とくに大変なのは秋頃。どういう訳か、例年カラスの団体の憩いの場所になっています。カラスはきれいな石やピカピカの金属、お供えの花が好きなようで、白い石を見つけては花立ての穴に入れたり、金属の花立てや花を引っこ抜いたりで、もう本当に遊び放題で迷惑千万。
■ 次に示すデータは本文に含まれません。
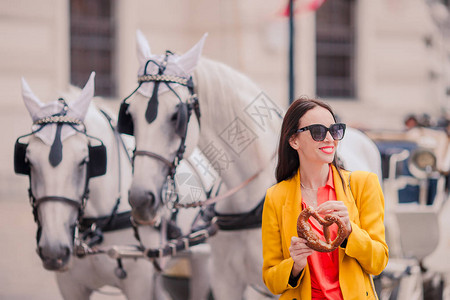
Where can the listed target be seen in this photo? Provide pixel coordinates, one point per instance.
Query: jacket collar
(292, 205)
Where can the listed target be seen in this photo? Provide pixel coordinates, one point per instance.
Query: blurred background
(376, 62)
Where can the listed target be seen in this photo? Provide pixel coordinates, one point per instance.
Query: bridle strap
(77, 204)
(156, 156)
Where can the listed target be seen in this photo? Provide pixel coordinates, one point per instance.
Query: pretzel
(313, 241)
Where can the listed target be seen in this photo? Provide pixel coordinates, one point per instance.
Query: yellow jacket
(366, 251)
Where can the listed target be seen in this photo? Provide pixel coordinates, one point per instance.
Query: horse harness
(183, 115)
(240, 221)
(90, 228)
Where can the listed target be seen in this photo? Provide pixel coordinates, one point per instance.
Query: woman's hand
(337, 208)
(299, 253)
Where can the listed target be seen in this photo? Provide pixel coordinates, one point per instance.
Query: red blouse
(324, 267)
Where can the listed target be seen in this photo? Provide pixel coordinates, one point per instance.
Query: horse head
(164, 117)
(59, 160)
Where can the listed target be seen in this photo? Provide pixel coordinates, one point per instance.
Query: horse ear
(142, 47)
(32, 102)
(188, 61)
(81, 104)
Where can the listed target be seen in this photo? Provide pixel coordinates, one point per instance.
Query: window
(335, 46)
(92, 44)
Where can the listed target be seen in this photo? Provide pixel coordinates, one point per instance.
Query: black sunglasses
(319, 131)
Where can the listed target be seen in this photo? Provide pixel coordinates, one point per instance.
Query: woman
(307, 175)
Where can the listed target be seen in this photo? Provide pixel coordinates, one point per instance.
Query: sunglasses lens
(318, 132)
(337, 131)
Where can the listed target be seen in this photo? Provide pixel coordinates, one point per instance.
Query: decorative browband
(58, 119)
(167, 78)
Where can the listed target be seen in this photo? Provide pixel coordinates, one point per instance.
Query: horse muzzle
(144, 206)
(57, 263)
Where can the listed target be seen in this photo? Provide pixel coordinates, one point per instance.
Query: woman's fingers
(338, 209)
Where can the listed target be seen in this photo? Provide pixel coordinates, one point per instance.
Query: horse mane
(224, 93)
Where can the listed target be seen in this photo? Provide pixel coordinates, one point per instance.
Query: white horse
(61, 157)
(238, 132)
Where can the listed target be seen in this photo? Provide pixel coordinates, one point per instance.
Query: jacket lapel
(291, 210)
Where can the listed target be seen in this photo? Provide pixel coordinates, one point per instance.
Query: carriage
(415, 182)
(186, 104)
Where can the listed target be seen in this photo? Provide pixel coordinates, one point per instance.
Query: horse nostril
(151, 198)
(67, 251)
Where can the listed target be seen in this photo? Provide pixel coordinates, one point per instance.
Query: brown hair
(288, 162)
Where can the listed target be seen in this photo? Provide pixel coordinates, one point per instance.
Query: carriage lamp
(422, 163)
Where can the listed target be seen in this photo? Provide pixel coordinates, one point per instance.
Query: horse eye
(84, 161)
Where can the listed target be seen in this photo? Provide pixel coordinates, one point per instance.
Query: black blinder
(97, 161)
(182, 120)
(125, 121)
(21, 166)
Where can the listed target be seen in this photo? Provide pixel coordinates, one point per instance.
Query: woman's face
(308, 149)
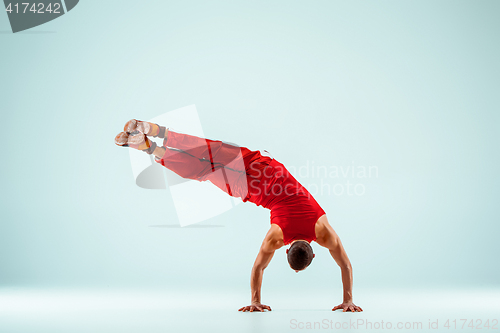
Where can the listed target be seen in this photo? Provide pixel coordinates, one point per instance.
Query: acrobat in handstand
(296, 217)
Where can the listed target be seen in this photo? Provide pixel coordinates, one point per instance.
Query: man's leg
(195, 158)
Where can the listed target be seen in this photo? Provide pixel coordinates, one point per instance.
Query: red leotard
(248, 175)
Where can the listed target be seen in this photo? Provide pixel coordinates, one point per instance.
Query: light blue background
(410, 87)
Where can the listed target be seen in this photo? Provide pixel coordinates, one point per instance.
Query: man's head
(299, 255)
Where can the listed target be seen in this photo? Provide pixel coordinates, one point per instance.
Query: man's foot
(145, 127)
(138, 141)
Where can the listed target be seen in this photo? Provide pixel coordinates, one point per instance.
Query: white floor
(29, 310)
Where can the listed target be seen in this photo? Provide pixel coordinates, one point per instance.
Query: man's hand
(348, 307)
(255, 307)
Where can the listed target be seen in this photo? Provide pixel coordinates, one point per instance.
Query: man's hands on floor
(255, 307)
(348, 307)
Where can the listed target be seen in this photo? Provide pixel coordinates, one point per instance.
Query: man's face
(298, 270)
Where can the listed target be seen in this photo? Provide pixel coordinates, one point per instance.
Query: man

いろいろ対策を考えるのですが、空襲を防ぐのはほぼ不可能。泣きたくなる気持ちを抑えて長い時間を掛けて片付けなくてはなりません。ほんとうに農家の方のご苦労はいかばかりでしょうか。しかし、冬になると毎日来ていたカラスもどこへやら。気候の加減でお供えの花も長持ちし、お墓も綺麗なままで嬉しい限りです。

今日お墓を清掃したとき、あるお墓の片隅で心温まるものを見つけました。少し前にお参りをされたご家族のお孫さんが、先ごろ亡くなられたおじいさんのためにお供えをされたのでしょう。もちろん掃除はせずにそのままに。近ごろでは墓を持つことを負担と考える方が増えていますが、お墓ではこんな暖かい心のやり取りができるのです。